Time for truth about Proton be known
The government’s stake in Proton is again up for sale but will there be a suitable suitor?
Their myopic opposition has seen several billion ringgit from Petronas, where Mahathir is also advisor, thrown into the bottomless Proton pit. This is money mostly from Sabah and Sarawak where each state get a measly 5 per cent royalty from the wells in the inner waters and none from the outer waters where the bulk of the production is carried out.
Joe Fernandez, Free Malaysia Today
Not a day goes by without the mainstream media hinting that somebody or some conglomerate is reportedly contemplating a bid for the government’s 42.7 per cent stake in Perusahaan Otomobil Nasional (Proton), the long ailing national car maker.
Proton advisor and former prime minister Dr Mahathir Mohamad has been quoted as saying that he hopes “a very rich company” will buy Proton.
In a contradiction in terms, he shamelessly confessed that he doesn’t care what happens to other companies – presumably the suitors – but he worries about what happens to Proton.

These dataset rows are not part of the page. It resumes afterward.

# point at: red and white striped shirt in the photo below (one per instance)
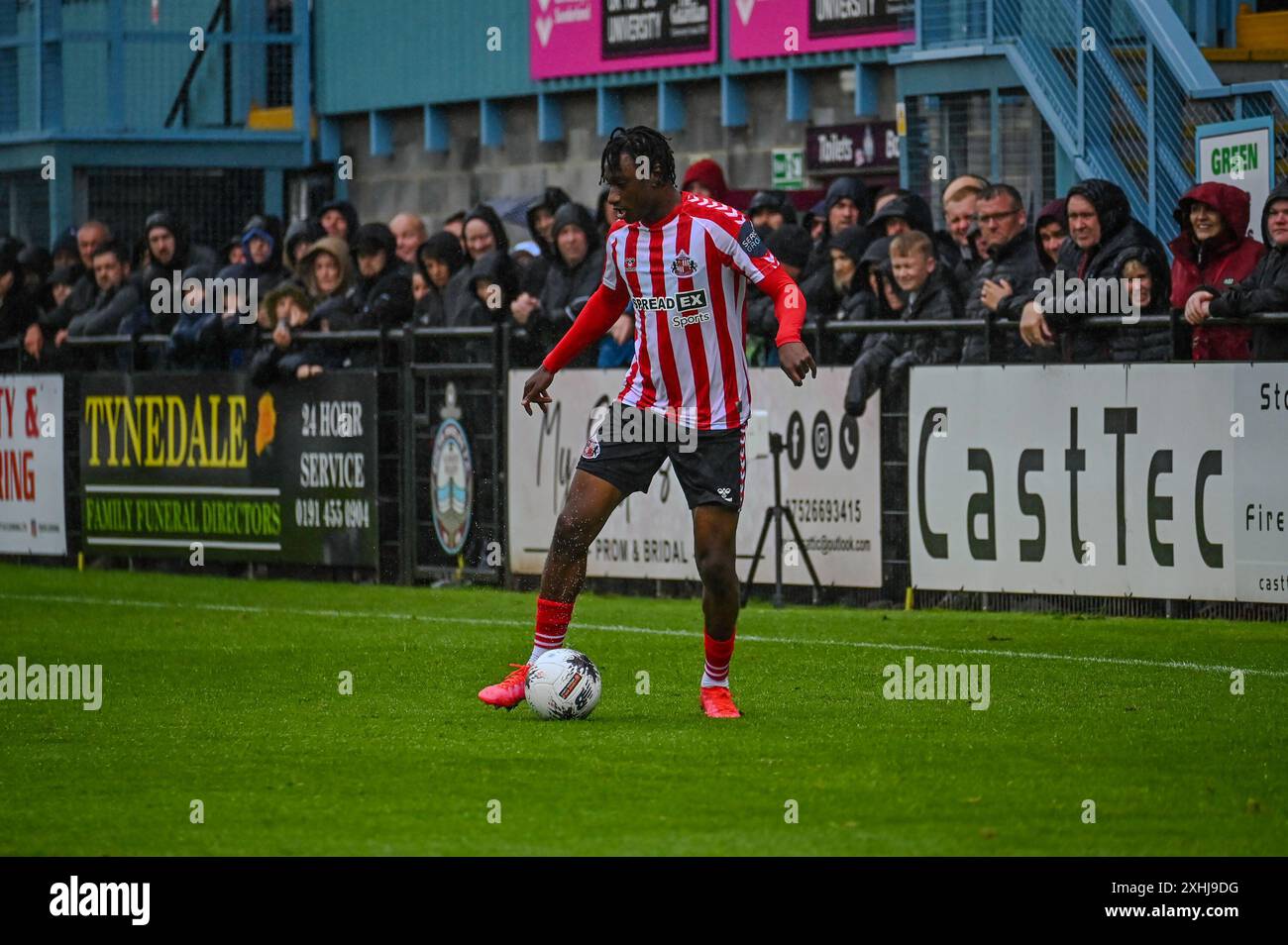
(687, 280)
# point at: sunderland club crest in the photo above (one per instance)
(451, 481)
(684, 265)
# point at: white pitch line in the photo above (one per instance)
(652, 631)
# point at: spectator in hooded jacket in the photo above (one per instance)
(339, 219)
(572, 279)
(384, 297)
(300, 237)
(1214, 252)
(262, 252)
(541, 220)
(60, 282)
(168, 249)
(605, 214)
(484, 233)
(455, 224)
(909, 211)
(825, 290)
(287, 310)
(115, 309)
(408, 232)
(18, 310)
(771, 210)
(89, 237)
(1010, 266)
(38, 264)
(1265, 290)
(1102, 237)
(845, 205)
(958, 206)
(887, 358)
(381, 297)
(327, 270)
(706, 179)
(197, 340)
(439, 259)
(1048, 233)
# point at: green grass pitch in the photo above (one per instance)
(227, 691)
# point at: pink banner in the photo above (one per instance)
(581, 38)
(782, 27)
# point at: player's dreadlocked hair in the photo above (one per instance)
(638, 142)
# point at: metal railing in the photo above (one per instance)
(1121, 84)
(416, 386)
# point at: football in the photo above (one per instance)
(563, 683)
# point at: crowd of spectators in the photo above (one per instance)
(858, 255)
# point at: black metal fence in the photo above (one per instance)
(426, 374)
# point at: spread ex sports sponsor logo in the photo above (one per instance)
(679, 303)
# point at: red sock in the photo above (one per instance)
(719, 653)
(553, 619)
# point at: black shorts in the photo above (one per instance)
(711, 465)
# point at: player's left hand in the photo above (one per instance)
(797, 362)
(535, 390)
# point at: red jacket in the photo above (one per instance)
(1216, 265)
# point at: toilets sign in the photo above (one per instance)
(1240, 154)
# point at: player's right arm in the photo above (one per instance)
(596, 317)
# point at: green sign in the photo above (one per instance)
(789, 168)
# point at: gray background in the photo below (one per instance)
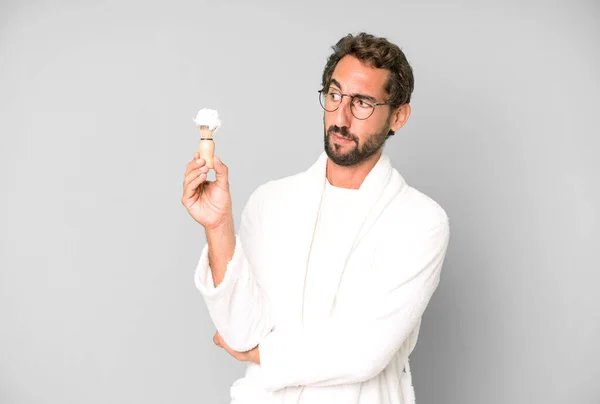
(97, 301)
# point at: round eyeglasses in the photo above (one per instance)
(360, 107)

This is the same Mahathir, who not so long ago, joined the Proton management in vehemently opposing any foreign takeover of Proton.

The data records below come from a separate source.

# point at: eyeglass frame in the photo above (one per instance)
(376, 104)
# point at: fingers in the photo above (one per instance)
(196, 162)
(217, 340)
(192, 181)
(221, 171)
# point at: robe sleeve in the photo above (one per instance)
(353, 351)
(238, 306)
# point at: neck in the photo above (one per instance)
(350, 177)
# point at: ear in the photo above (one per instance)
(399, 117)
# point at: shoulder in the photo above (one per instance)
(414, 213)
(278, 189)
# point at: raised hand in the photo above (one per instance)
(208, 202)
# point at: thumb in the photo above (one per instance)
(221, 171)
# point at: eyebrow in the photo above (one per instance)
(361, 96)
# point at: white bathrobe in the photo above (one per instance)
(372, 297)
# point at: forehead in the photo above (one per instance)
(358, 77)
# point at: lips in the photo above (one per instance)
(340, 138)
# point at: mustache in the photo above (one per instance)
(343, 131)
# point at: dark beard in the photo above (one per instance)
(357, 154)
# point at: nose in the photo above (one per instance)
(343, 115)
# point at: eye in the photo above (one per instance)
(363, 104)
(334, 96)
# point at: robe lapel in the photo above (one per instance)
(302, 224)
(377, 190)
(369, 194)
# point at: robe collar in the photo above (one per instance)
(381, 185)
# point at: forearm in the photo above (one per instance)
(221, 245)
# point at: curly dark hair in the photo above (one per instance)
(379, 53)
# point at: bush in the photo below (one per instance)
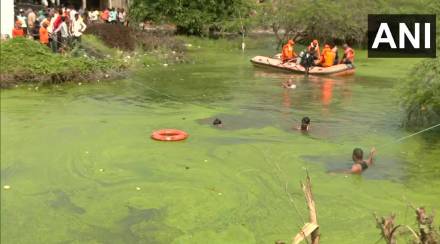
(24, 60)
(420, 94)
(115, 36)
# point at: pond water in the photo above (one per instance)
(83, 169)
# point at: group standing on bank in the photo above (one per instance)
(61, 28)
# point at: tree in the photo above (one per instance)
(318, 19)
(198, 17)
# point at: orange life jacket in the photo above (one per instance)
(17, 32)
(349, 54)
(328, 57)
(287, 53)
(44, 35)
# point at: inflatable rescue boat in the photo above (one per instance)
(339, 69)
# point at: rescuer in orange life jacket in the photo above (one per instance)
(288, 53)
(327, 56)
(313, 48)
(348, 57)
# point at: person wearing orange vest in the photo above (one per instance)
(313, 48)
(327, 56)
(18, 30)
(44, 34)
(348, 57)
(288, 53)
(105, 14)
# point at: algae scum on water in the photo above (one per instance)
(82, 168)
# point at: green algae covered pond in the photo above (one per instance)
(82, 168)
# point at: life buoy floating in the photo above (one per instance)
(169, 135)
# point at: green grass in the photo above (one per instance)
(24, 60)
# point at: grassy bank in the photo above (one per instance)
(100, 56)
(27, 61)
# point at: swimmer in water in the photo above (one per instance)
(359, 164)
(217, 123)
(305, 124)
(288, 84)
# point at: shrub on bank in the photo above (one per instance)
(420, 94)
(24, 60)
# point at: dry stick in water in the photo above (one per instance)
(427, 233)
(311, 228)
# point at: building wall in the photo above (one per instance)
(114, 4)
(7, 17)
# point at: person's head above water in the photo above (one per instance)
(217, 122)
(358, 154)
(305, 123)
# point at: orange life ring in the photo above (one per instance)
(169, 135)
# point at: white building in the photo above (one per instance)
(7, 17)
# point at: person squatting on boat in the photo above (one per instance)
(325, 58)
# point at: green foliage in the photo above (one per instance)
(197, 17)
(322, 19)
(329, 20)
(29, 61)
(420, 94)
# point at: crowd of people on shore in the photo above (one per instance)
(325, 58)
(61, 28)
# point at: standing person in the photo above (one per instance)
(113, 16)
(348, 57)
(64, 33)
(55, 31)
(78, 27)
(18, 30)
(44, 34)
(22, 18)
(95, 16)
(335, 50)
(121, 16)
(327, 56)
(105, 15)
(31, 19)
(288, 52)
(313, 49)
(72, 13)
(41, 16)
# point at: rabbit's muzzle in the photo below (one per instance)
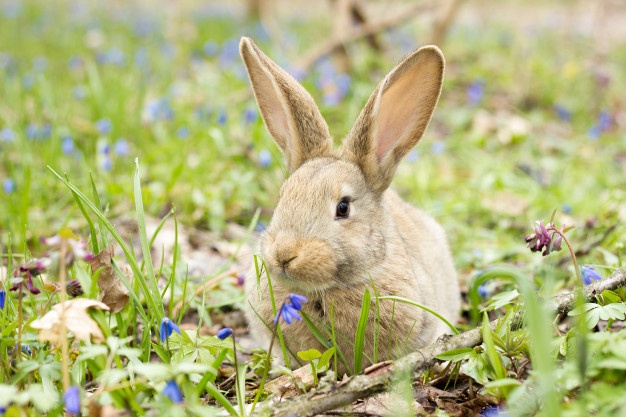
(304, 265)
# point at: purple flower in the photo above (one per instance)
(172, 391)
(290, 308)
(71, 397)
(475, 92)
(79, 92)
(589, 274)
(67, 145)
(265, 158)
(121, 147)
(167, 327)
(104, 126)
(563, 113)
(182, 132)
(250, 115)
(7, 135)
(211, 48)
(8, 185)
(224, 333)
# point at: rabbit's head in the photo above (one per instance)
(329, 226)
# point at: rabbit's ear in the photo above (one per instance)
(289, 112)
(395, 116)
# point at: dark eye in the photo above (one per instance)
(343, 209)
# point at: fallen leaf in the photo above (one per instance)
(77, 321)
(113, 292)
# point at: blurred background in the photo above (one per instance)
(531, 117)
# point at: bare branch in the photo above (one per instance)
(331, 395)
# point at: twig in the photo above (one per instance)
(365, 30)
(332, 395)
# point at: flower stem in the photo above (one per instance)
(65, 368)
(572, 254)
(268, 363)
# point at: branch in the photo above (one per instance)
(365, 30)
(332, 395)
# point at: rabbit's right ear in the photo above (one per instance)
(289, 112)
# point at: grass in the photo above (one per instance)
(528, 122)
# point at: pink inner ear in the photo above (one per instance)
(405, 107)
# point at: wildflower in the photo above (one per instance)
(71, 397)
(79, 92)
(250, 115)
(73, 288)
(483, 291)
(475, 92)
(103, 126)
(67, 145)
(121, 147)
(290, 308)
(563, 113)
(546, 238)
(23, 275)
(224, 333)
(167, 327)
(7, 135)
(265, 158)
(182, 132)
(8, 185)
(210, 48)
(172, 391)
(589, 274)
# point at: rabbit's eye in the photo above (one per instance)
(343, 209)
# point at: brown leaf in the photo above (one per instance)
(113, 292)
(77, 321)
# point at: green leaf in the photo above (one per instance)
(456, 355)
(309, 355)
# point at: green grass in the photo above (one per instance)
(172, 88)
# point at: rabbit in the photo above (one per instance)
(338, 229)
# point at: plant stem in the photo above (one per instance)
(268, 363)
(65, 368)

Their myopic opposition has seen several billion ringgit from Petronas, where Mahathir is also advisor, thrown into the bottomless Proton pit. This is money mostly from Sabah and Sarawak where each state get a measly 5 per cent royalty from the wells in the inner waters and none from the outer waters where the bulk of the production is carried out.
Sadder, but hopefully now wiser, the recalcitrant Mahathir and the Proton management have no doubt realised that they can no longer rely on Petronas funding to continue to bail out Proton.

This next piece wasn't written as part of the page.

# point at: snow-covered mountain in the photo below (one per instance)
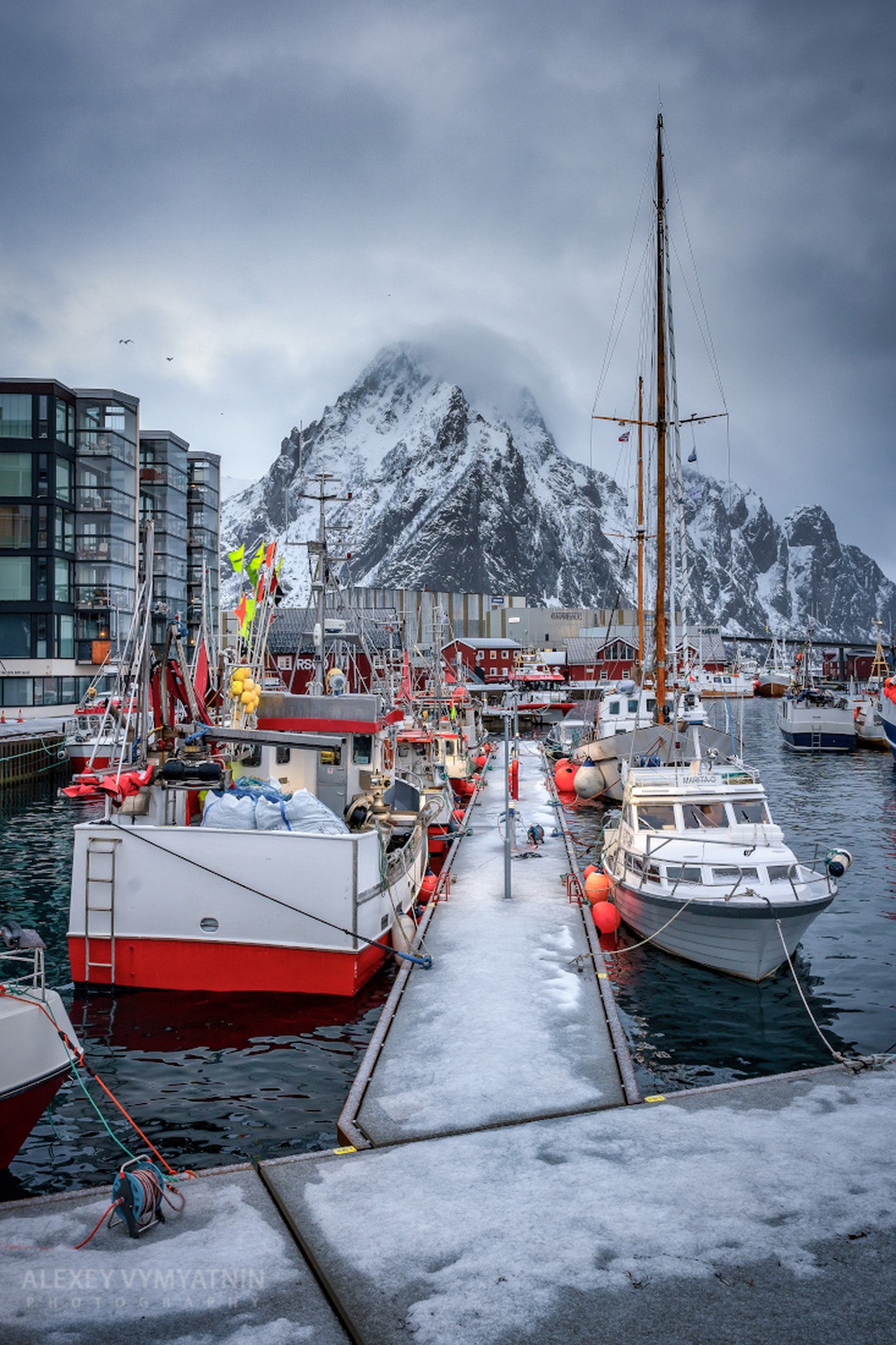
(448, 493)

The tax-payers and people in Sabah and Sarawak would no longer stand for it unless Mahathir wants to be accused of being a “thief”.
The latest story is about Proton Holdings Bhd chairman Mohd Nadzmi Mohd Salleh expressing an interest in the privatization of Proton. For starters, Proton is already private, so how much more private can it be?
Having said that, the question that can be raised is this: “Just who is Nadzmi?” No one is impressed with his so-called track record. Everyone knows that such track records are a dime-a-dozen in the aftermath of the New Economic Policy (1970-1990).
Most of the Nadzmi types make money in the re-shuffling of assets with the right hand buying from the left hand in incestuous arrangements.
In the most notorious of such arrangements, the federal government sold a thriving Malaysia Airlines (MAS) to Tajuddin Ramli whose only experience of the industry is a helicopter company with two machines. Tajuddin bought MAS at RM 4 a share.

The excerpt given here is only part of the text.